Eroding Grains Step by Step
Avalanches of rocks and sand can erode a hillside just as water can, but researchers have not agreed on the mechanism of such erosion. Now experiments with glass beads suggest that the process is more fluid-like than solid-like. Researchers sent dry beads flowing over an inclined bed of wet (cohesive) beads. For high flow speeds, the stream of beads carved out a series of steps, which is a common fluid phenomenon. The results could be used to improve models that predict the risk from rockslides and similar events.
Erosion is primarily due to the flow of water, but in certain cases, granular flows can carve out 100 times more material than fluid flows . A dramatic example of this is a debris flow, in which heavy rains or volcanic activity can unleash an avalanche of small rocks and other rubble. To understand these geologic events, previous lab-based experiments have typically involved pouring grains down an incline covered with a dry (loose) bed of grains. Some of these studies suggested that flowing grains act like a solid sliding block that scours the underlying bed through friction. By contrast, other researchers modeled the grains as a fluid that drives into the bed and erodes it through direct impacts, a so-called inertial effect. “It was not clear which parameters govern the erosion rate in the case of a granular flow. Is it the friction coefficient or the inertia of the flow?” says Pierre Jop from the French National Center for Scientific Research (CNRS) and the building materials company Saint-Gobain in Paris.
One way to explore granular erosion is to alter the cohesiveness of the erodible bed. In recent work, Jop and his colleagues studied granular erosion in a rotating drum, in which some of the grains were made to stick together by adding different liquids, such as water or oil . The results showed that impacts played an important role in breaking the cohesive bonds.
To explore this further in a more geologically relevant setup, the team has performed experiments with dry grains flowing over a bed of wet grains. The team used glass beads with diameters in the range 200–400 micrometers for both the bed and the flowing grains. The bed beads were mixed with a small amount of water (1% by weight) and pressed into a 30-centimeter-long channel that was tilted at a steep initial angle (between 25 and 45 degrees). The team continuously poured dry beads down the slope and recorded video of the profile of the bed over the course of several hours. The flow eroded the bed until its slope reached a specific angle, the same angle that characterizes granular flow over a dry bed.
In more than half of the experimental runs, the researchers noticed that the bead surface did not remain smooth but instead formed a series of steps.

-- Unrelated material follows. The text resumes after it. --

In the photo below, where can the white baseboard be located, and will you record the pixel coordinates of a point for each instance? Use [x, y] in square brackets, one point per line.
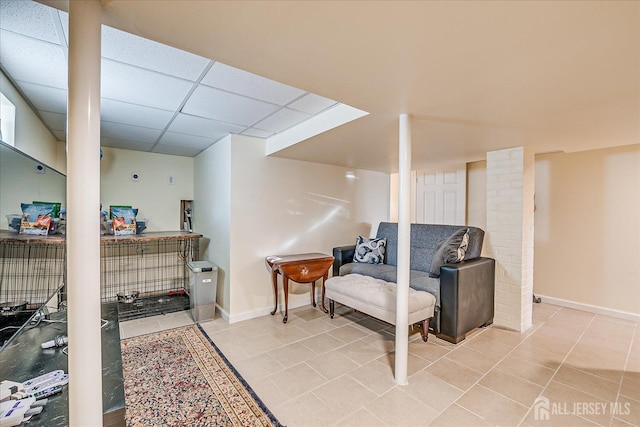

This behavior is reminiscent of geologic features in river and stream channels, where the water cascades and pools to form a series of terraces in the underlying rock.

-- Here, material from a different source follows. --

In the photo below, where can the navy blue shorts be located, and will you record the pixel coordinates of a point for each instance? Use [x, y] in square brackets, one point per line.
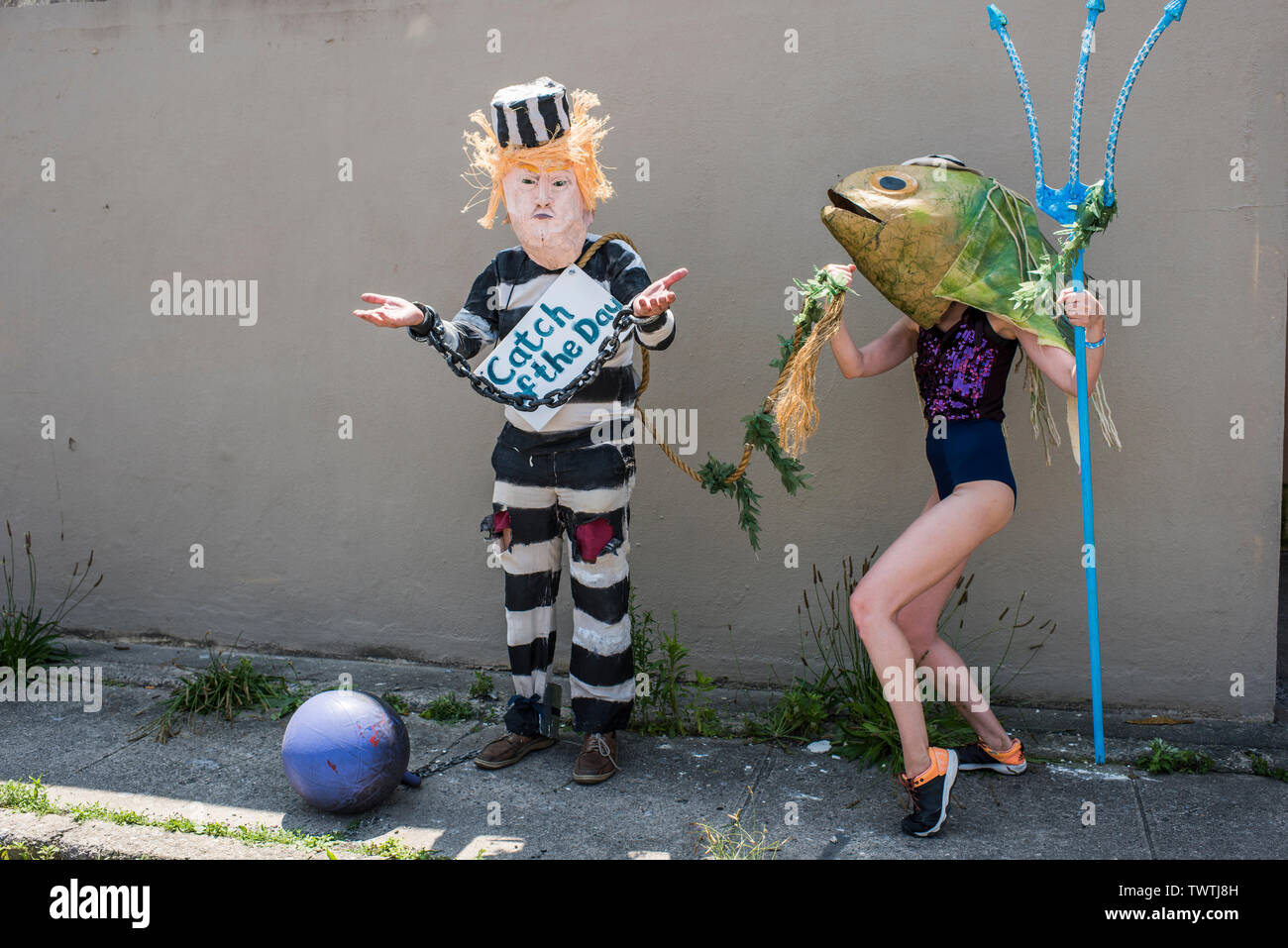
[971, 451]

The existence of steps implies that the erosion mechanism is based on inertia and not on friction, say Jop and his colleagues. To understand the difference, imagine that a small bump (height fluctuation) forms on the surface of the bed. If friction were the dominant mechanism, then the flowing beads would grind down this bump to make the surface smooth. But instead, the fast-moving beads cascade over the bump causing the fastest erosion to occur not at the bump but at the point where the beads splash down. This erosion will grow the bump into a step, but only if the velocity of the grains is high enough (or the slope is steep enough) that the splash point occurs far from the bump.
Bruno Andreotti from the University Paris Diderot says this work addresses a central problem in granular flows: when to treat them like liquids and when to treat them like solids. He believes the new erosion model could help in assessing the risk from fast-moving debris flows (called pyroclastic flows) that are unleashed by volcanic activity.
This research is published in Physical Review Letters.
Michael Schirber is a Corresponding Editor for Physics Magazine based in Lyon, France.